When you head out, go into the wind; you’ll return with the wind at your back. If you are out longer than 15-20 minutes, take a water bottle with you to stay hydrated.

Try to Embrace the Environment

For the most benefits, leave your headphones at home and embrace your environment. Focusing on the sights, sounds, and sensations of outdoor exercise will help you cultivate a calming, refreshing experience. If you do want to take your phone, mute your calls and texts so that you’re can let go of your day-to-day concerns.

Set a Goal

If you regularly walk for exercise, consider how hard you want to push yourself. Maybe some days you want to walk a little faster, or a little longer, to get a more demanding workout. On other days, you may want to take your time, using the time to breathe, think, or pray. A walk like this can be a wonderful time to express gratitude for your physical health and the beautiful world God created.

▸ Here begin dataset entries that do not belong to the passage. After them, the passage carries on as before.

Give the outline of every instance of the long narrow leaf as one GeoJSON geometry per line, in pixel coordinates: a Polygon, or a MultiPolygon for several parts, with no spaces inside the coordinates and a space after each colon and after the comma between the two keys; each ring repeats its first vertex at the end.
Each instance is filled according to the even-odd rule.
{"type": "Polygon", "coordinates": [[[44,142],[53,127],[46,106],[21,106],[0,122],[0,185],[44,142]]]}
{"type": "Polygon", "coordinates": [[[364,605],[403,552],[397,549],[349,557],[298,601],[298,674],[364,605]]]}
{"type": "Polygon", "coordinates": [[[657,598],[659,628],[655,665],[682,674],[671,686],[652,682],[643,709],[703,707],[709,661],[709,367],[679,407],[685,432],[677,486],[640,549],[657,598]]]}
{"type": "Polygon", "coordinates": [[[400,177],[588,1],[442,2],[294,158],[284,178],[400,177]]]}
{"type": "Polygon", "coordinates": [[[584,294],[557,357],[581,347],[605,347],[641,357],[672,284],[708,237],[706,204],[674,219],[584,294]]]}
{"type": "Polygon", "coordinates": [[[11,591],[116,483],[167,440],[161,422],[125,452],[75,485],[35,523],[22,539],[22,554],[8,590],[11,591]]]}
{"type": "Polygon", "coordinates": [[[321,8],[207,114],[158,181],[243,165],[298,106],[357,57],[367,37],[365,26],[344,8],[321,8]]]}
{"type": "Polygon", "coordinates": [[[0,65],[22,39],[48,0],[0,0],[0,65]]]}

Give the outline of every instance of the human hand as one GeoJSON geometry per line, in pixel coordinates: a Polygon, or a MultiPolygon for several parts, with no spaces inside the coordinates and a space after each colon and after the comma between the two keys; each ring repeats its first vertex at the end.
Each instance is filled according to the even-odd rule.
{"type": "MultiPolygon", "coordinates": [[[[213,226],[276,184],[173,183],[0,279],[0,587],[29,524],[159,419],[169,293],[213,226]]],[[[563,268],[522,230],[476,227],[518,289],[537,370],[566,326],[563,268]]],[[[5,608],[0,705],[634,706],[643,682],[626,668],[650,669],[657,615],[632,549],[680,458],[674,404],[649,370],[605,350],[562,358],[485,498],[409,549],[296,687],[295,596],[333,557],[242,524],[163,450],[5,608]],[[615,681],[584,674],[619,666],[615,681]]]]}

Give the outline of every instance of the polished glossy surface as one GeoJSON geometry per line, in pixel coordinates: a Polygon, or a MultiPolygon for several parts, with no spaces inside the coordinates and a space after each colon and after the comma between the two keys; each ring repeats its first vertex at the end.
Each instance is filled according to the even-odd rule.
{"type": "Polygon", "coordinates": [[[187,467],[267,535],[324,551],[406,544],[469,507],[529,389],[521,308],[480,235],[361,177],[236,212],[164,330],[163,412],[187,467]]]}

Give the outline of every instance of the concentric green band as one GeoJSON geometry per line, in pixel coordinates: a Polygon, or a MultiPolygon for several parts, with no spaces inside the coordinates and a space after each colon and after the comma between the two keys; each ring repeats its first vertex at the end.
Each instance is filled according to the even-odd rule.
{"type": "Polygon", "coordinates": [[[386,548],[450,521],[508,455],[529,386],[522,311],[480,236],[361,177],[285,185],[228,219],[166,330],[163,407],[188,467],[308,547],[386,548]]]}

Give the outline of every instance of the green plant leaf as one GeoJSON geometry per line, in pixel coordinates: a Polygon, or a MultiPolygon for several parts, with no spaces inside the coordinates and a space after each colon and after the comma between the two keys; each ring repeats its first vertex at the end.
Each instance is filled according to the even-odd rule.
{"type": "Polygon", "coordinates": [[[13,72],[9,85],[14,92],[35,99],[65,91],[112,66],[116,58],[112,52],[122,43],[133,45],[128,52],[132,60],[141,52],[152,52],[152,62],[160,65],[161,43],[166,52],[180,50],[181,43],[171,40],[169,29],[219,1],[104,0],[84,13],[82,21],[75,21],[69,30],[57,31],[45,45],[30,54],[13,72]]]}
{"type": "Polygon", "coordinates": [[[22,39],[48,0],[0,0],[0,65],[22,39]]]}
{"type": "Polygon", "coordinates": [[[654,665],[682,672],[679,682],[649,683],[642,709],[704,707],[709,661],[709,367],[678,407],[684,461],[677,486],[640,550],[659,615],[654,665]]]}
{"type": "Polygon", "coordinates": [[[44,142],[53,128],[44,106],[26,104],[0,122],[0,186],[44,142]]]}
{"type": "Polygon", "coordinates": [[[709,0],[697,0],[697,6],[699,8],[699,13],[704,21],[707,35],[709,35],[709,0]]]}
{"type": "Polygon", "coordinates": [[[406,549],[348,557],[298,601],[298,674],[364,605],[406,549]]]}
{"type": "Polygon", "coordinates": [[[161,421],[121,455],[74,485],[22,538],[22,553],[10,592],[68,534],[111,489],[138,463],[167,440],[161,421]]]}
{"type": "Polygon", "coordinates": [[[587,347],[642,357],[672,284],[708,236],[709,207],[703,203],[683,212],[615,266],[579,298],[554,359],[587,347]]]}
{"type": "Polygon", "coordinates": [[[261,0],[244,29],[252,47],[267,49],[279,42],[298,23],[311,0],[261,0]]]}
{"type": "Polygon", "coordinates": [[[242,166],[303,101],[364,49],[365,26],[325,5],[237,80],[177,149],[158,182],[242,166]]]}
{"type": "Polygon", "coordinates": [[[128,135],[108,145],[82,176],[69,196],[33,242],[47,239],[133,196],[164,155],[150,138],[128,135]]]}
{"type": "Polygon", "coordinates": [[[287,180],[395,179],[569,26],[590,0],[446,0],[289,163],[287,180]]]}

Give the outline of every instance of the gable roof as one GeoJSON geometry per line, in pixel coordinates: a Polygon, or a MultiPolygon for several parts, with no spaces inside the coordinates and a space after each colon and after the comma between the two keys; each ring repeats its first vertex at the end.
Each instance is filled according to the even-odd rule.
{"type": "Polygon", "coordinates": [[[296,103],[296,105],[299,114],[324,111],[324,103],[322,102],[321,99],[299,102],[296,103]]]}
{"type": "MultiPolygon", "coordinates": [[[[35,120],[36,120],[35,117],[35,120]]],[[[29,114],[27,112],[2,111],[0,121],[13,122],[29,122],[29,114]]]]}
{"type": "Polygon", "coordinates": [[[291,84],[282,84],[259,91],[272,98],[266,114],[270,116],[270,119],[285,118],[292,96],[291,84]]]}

Researchers have found that just being in nature helps lower stress levels and boost immune function, so even if you walk a short distance at a slow pace, you’ll still experience health benefits.

Combination of Tips

Even if you prefer to exercise indoors, and the occasional outside workout will be useful for you. A study examined people’s self-selected workout activities and whether they exercised indoors, outdoors, or both. “We found that a combination of outdoor and indoor exercise for women provided the most protection from stress and tension and improved overall health perception,” says lead author Robin Puett, Ph.D., an associate professor at the Maryland Institute for Applied Environmental Health.

Don’t let the colder temperatures keep you stuck inside. Take a winter walk–and you’ll reap the emotional and physical benefits.